Słysząc dźwięk otwieranych i zamykanych drzwi ruszyłam się ze swojego fotela przy biurku. W końcu udało mi się odblokować zastój twórczy i ukończyłam moją kolejną książkę. Byłam z całego powodu niesamowicie szczęśliwa. Jedyne co mnie martwiło to to, że całkowicie zmieniłam postać głównego bohatera. Teraz bardziej przypominał Matthew. Nie wyglądał on jednak na miłośnika romansów więc może nigdy się o tym nie dowie.
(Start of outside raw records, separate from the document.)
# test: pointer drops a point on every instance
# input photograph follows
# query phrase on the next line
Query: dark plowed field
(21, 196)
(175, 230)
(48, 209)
Zeszłam na dół do kuchni, ale nie przygotowałam się na to co tam zastałam. Charlie chodził po stole kuchennym a mój tata wypakowywał zakupy. Nie byłoby w tym nic dziwnego, gdyby nie to, że praktycznie każdą rzecz pokazywał psiakowi i kładł obok niego z zadowoloną miną. A on jakby nigdy nic usiadł i zaczął machać ogonem. I gdzie się podział ten naburmuszony mężczyzna, który mówił, że nigdy nie będzie się nim zajmował.
- A tutaj masz boczuś, a tutaj coś na ząbki. – przymilał się do niego i głaskał po głowie.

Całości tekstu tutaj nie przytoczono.